Weighted Average Interpretation — Recursive Derivation
Consider the one-step-ahead forecast:
\[F_{t+1} = \alpha y_t + (1-\alpha)F_t \tag{1}\]
Then,
\[F_t = \alpha y_{t-1} + (1-\alpha)F_{t-1} \tag{2}\]
Substitute Equation (2) into Equation (1):
\[F_{t+1} = \alpha y_t + (1-\alpha)\left[\alpha y_{t-1} + (1-\alpha)F_{t-1}\right]\]
\[F_{t+1} = \alpha y_t + \alpha(1-\alpha)y_{t-1} + (1-\alpha)^2 F_{t-1} \tag{3}\]
Let,
\[F_{t-1} = \alpha y_{t-2} + (1-\alpha)F_{t-2} \tag{4}\]
Substitute Equation (4) into Equation (3):
\[F_{t+1} = \alpha y_t + \alpha(1-\alpha)y_{t-1} + (1-\alpha)^2\left[\alpha y_{t-2} + (1-\alpha)F_{t-2}\right]\]
\[F_{t+1} = \alpha y_t + \alpha(1-\alpha)y_{t-1} + \alpha(1-\alpha)^2 y_{t-2} + (1-\alpha)^3 F_{t-2}\]
Continuing the recursive substitution for \(F_{t-2},\ F_{t-3}\) and so forth yields the final weighted average form:
\[F_{t+1} = \alpha y_t + \alpha(1-\alpha)y_{t-1} + \alpha(1-\alpha)^2 y_{t-2} + \cdots + \alpha(1-\alpha)^{t-1}y_1 + (1-\alpha)^t F_1\]
This shows that \(F_{t+1}\) is a weighted average of all past observations \(y_t, y_{t-1}, y_{t-2}, \ldots, y_1\) with respective weights:
\[\alpha,\quad \alpha(1-\alpha),\quad \alpha(1-\alpha)^2,\quad \alpha(1-\alpha)^3,\quad \ldots,\quad \alpha(1-\alpha)^{t-1},\quad (1-\alpha)^t\]

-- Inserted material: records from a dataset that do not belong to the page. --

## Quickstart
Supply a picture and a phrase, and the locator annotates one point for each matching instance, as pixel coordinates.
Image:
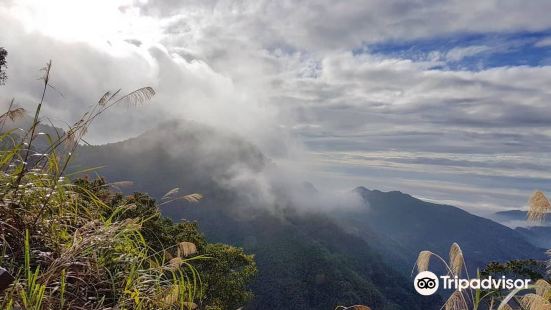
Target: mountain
(414, 225)
(306, 259)
(518, 216)
(539, 236)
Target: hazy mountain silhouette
(306, 259)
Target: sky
(445, 100)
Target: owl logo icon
(426, 283)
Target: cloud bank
(351, 93)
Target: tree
(226, 274)
(3, 56)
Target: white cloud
(272, 70)
(543, 42)
(458, 53)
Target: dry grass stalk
(355, 307)
(535, 302)
(543, 288)
(539, 207)
(456, 259)
(423, 261)
(172, 299)
(175, 263)
(195, 197)
(12, 115)
(456, 302)
(186, 249)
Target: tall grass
(66, 247)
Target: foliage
(79, 245)
(225, 275)
(3, 56)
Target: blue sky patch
(471, 51)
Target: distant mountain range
(539, 235)
(306, 259)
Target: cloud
(302, 80)
(458, 53)
(543, 42)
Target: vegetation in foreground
(80, 245)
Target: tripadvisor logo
(427, 283)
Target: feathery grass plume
(136, 97)
(186, 249)
(539, 207)
(12, 115)
(121, 184)
(456, 302)
(543, 288)
(505, 307)
(61, 239)
(456, 259)
(195, 197)
(423, 260)
(171, 193)
(175, 263)
(534, 302)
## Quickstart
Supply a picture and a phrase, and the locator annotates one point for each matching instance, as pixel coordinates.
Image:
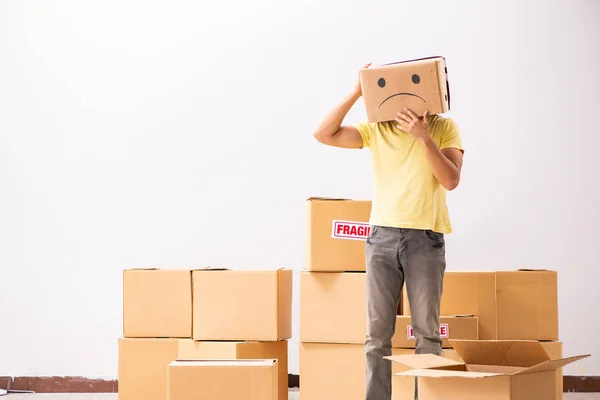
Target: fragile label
(444, 332)
(350, 230)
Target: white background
(179, 134)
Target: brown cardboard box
(157, 303)
(143, 362)
(527, 305)
(143, 367)
(336, 231)
(337, 371)
(420, 85)
(511, 370)
(457, 327)
(510, 305)
(332, 307)
(242, 305)
(242, 351)
(554, 351)
(403, 387)
(223, 380)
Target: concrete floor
(109, 396)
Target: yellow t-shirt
(406, 193)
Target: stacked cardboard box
(509, 305)
(333, 314)
(172, 315)
(332, 300)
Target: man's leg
(384, 283)
(424, 260)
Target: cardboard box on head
(419, 85)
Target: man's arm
(332, 133)
(445, 164)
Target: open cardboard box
(507, 370)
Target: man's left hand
(417, 128)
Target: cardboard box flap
(511, 353)
(423, 361)
(316, 198)
(440, 373)
(550, 365)
(531, 270)
(414, 60)
(224, 363)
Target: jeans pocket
(436, 238)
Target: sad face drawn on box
(415, 79)
(418, 85)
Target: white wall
(137, 134)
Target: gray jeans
(394, 256)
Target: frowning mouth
(401, 94)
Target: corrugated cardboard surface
(459, 327)
(323, 252)
(403, 387)
(527, 305)
(554, 350)
(143, 367)
(143, 362)
(333, 307)
(418, 85)
(509, 305)
(337, 371)
(521, 387)
(242, 351)
(157, 303)
(242, 305)
(492, 369)
(223, 380)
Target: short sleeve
(451, 136)
(366, 132)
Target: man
(415, 161)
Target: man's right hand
(332, 133)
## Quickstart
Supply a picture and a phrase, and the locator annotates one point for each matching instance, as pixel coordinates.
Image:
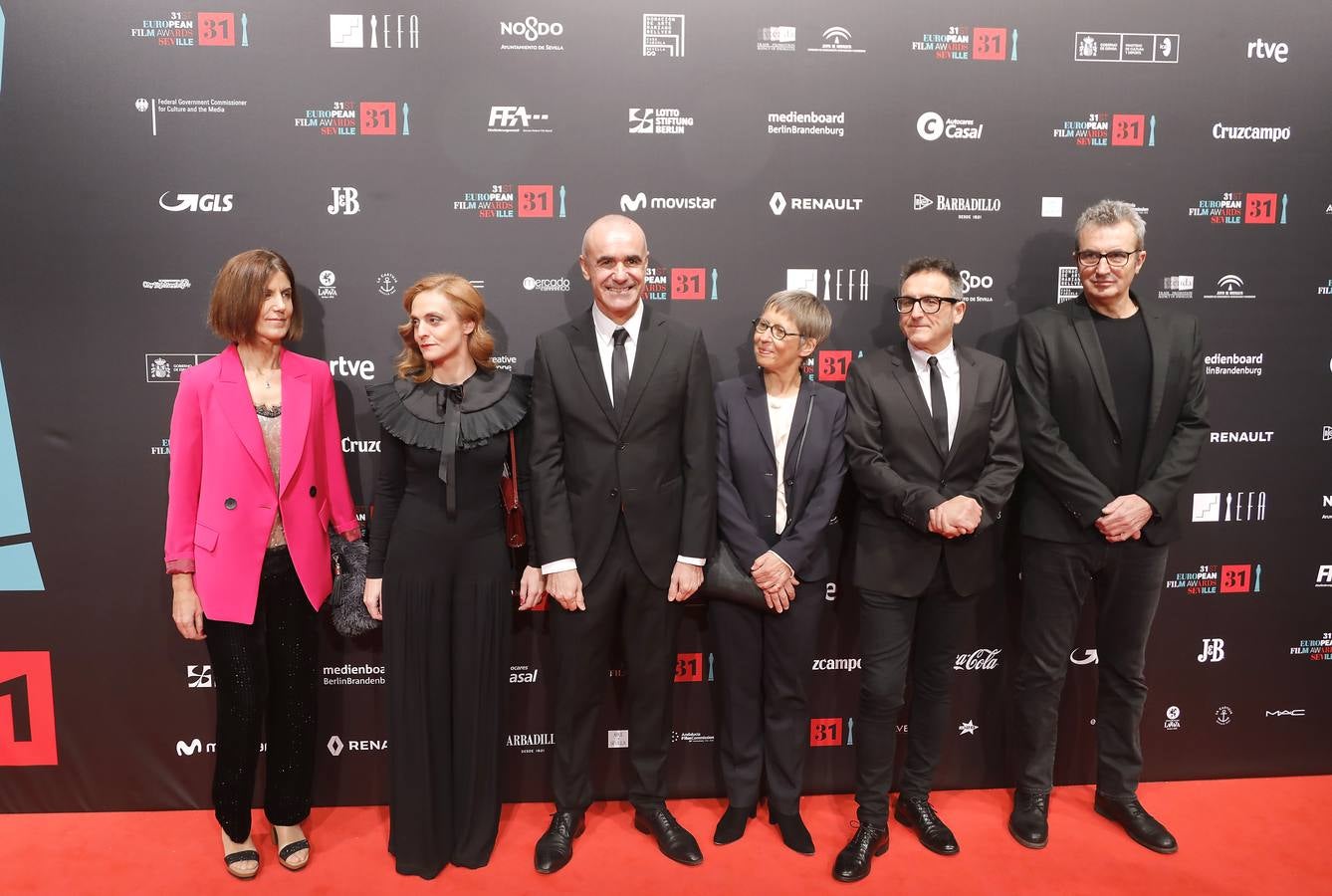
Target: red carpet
(1236, 836)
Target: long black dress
(437, 538)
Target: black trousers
(1056, 579)
(764, 670)
(893, 628)
(265, 677)
(619, 600)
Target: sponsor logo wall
(763, 149)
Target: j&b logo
(1214, 650)
(199, 675)
(345, 201)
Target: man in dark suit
(933, 445)
(1112, 414)
(623, 478)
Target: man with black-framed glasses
(933, 445)
(1112, 414)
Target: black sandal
(241, 855)
(290, 849)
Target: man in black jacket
(623, 480)
(1112, 414)
(933, 445)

The weights decrease exponentially as we move further into the past — this is the damping effect. The most recent observation \(y_t\) provides the largest contribution; successive earlier observations provide smaller and smaller contributions.

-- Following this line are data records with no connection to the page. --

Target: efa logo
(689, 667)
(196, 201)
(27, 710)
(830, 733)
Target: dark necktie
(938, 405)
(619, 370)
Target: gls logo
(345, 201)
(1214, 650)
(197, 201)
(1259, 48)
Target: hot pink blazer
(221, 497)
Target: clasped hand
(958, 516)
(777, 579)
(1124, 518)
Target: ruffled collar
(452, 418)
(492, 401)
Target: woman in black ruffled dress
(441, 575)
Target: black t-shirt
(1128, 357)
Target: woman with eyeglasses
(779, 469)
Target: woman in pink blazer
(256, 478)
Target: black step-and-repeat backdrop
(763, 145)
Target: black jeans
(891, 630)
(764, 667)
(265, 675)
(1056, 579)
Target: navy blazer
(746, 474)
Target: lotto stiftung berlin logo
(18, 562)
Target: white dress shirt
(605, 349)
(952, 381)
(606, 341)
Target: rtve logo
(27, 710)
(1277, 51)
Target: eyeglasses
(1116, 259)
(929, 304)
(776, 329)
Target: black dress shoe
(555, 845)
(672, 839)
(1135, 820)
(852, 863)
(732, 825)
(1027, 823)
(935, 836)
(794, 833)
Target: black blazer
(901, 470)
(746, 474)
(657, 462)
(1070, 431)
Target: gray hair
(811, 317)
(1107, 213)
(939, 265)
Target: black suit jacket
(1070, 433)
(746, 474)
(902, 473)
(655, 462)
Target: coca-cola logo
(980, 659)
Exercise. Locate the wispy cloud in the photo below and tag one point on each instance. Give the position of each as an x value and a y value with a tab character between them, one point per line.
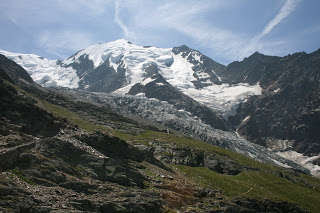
255	44
117	19
60	43
186	18
288	7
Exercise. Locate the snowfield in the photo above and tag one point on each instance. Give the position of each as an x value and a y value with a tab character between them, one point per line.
175	69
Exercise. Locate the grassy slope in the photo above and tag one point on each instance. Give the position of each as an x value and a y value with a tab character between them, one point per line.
262	184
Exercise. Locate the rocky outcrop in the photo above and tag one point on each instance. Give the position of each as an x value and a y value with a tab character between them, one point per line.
288	109
171	154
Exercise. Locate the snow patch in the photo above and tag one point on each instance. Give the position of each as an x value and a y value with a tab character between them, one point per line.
302	160
44	71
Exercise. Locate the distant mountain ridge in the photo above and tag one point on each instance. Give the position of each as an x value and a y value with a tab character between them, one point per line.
272	101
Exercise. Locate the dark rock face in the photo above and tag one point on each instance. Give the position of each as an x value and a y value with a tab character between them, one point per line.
13	71
252	205
290	105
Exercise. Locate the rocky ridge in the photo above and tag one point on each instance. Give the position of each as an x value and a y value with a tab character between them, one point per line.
72	159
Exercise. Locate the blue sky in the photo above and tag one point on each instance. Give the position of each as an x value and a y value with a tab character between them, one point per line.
225	30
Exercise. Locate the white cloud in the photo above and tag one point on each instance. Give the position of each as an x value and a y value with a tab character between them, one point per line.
58	43
127	33
255	44
89	7
187	18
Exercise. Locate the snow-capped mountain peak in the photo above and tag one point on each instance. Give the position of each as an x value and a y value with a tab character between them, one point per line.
119	65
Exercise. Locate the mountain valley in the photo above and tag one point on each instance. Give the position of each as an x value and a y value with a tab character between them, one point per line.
119	127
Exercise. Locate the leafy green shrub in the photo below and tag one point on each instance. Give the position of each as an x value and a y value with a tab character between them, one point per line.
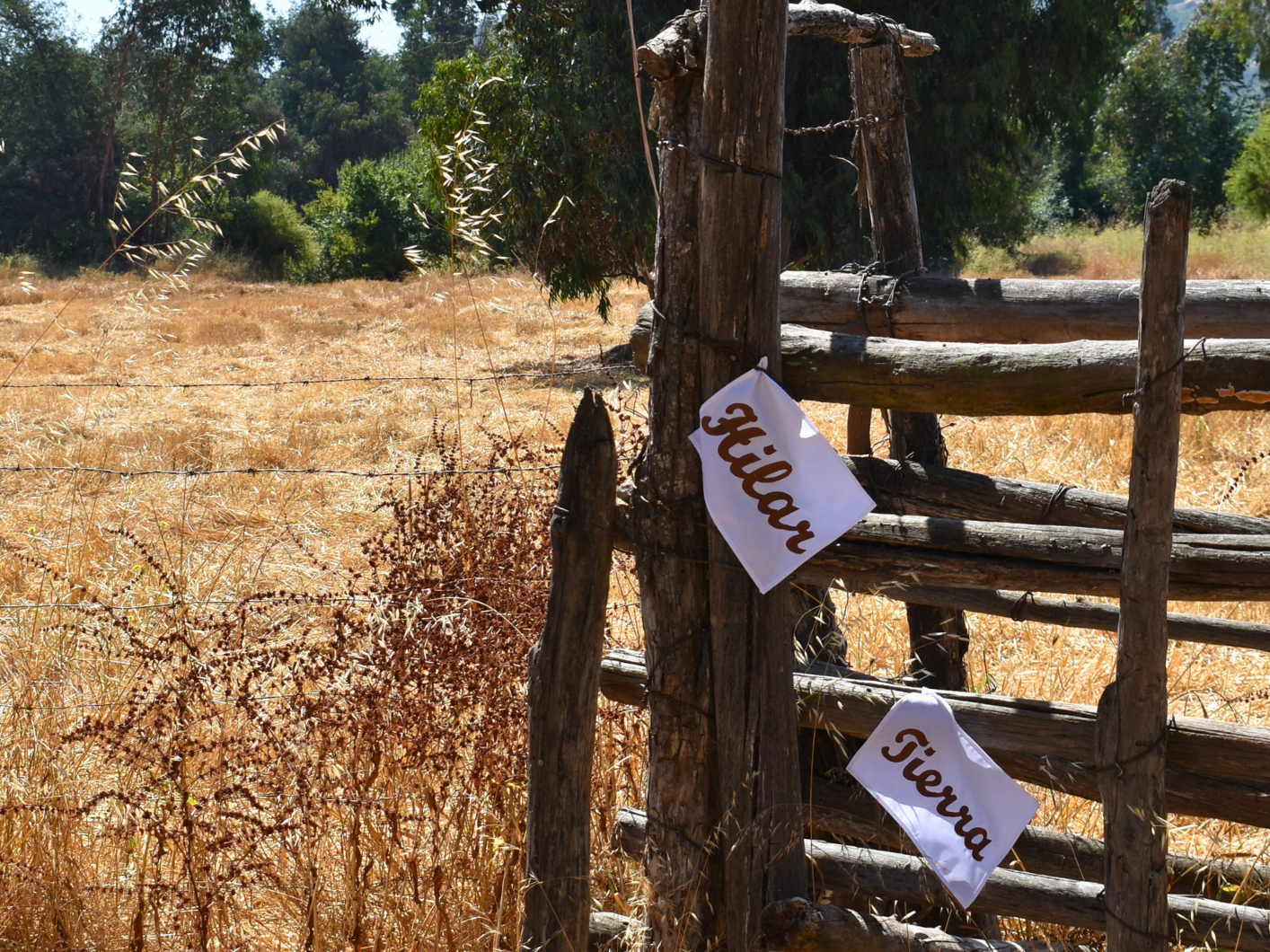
269	230
1248	184
1177	110
379	209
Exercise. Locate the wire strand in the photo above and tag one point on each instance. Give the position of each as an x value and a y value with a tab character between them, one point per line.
305	383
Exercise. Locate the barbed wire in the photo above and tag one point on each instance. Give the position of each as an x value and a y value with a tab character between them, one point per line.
275	470
313	381
298	598
864	122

Larger \(\alpha\) → faster damping → past observations lose influence quickly. Smaller \(\alpha\) → slower damping → past observations retain influence longer.
Example: \(\alpha = 0.8\)
The weights are \(0.8,\ 0.16,\ 0.032,\ 0.0064,\ 0.00128\) for \(y_t,\ y_{t-1},\ y_{t-2},\ y_{t-3},\ y_{t-4}\) respectively.
\[F_{t+1} = 0.8y_t + 0.16y_{t-1} + 0.032y_{t-2} + 0.0064y_{t-3} + 0.0012y_{t-4} + \cdots\]

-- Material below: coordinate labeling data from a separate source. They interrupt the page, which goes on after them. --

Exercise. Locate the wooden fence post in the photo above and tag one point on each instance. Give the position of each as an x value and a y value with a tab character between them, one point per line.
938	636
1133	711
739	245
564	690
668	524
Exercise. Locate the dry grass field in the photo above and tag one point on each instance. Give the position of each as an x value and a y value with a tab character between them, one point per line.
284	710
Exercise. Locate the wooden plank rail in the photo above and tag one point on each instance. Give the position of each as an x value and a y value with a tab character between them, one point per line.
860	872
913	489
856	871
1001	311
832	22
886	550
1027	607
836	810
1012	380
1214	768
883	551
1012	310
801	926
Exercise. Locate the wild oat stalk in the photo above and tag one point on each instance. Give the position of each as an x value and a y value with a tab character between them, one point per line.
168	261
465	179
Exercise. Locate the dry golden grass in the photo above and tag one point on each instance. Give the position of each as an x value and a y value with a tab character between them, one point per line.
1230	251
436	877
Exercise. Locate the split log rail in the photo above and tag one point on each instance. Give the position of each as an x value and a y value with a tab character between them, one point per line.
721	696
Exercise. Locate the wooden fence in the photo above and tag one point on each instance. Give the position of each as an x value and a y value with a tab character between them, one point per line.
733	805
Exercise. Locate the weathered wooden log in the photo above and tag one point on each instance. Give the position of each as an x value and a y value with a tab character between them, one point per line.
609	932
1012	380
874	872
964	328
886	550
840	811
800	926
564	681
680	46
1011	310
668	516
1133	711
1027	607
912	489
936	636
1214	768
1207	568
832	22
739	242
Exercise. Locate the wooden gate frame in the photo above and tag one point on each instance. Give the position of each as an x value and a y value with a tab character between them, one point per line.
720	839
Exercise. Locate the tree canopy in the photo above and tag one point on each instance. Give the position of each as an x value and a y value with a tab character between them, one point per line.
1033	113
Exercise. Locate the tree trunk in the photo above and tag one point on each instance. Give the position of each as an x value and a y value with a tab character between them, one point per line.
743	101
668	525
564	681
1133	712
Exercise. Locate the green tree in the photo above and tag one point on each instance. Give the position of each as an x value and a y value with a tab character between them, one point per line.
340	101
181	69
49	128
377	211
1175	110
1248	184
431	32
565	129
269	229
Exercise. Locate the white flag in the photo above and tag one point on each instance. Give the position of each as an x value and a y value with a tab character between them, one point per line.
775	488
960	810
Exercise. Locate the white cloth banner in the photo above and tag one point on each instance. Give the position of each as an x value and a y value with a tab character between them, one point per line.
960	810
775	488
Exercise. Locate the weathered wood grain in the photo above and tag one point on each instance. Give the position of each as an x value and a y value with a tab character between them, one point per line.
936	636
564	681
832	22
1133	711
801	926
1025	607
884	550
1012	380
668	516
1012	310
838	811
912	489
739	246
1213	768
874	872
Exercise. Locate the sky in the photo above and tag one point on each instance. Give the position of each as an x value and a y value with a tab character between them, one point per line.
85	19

Periods beyond \(t-3\) have almost minimal effect on the current estimate.
Example: \(\alpha = 0.2\)
The weights are \(0.2,\ 0.16,\ 0.128,\ 0.1024\) for \(y_t,\ y_{t-1},\ y_{t-2},\ y_{t-3}\) respectively.
\[F_{t+1} = 0.2y_t + 0.16y_{t-1} + 0.128y_{t-2} + 0.1024y_{t-3} + \cdots\]
The weights diminish slowly compared to a large value of \(\alpha\).
| Near 1 |
Reacts quickly; heavy weight on recent observation; fast damping |
| Near 0 |
Smooth; weights diminish slowly; more historical influence |
Comparison with 3-period Moving Average:
\[\hat{y}_2 = \frac{y_1 + y_2 + y_3}{3} = \frac{1}{3}y_1 + \frac{1}{3}y_2 + \frac{1}{3}y_3\]
The MA uses constant equal weights of \(\frac{1}{3}\) — it does not distinguish between the most recent and older observations, unlike SES.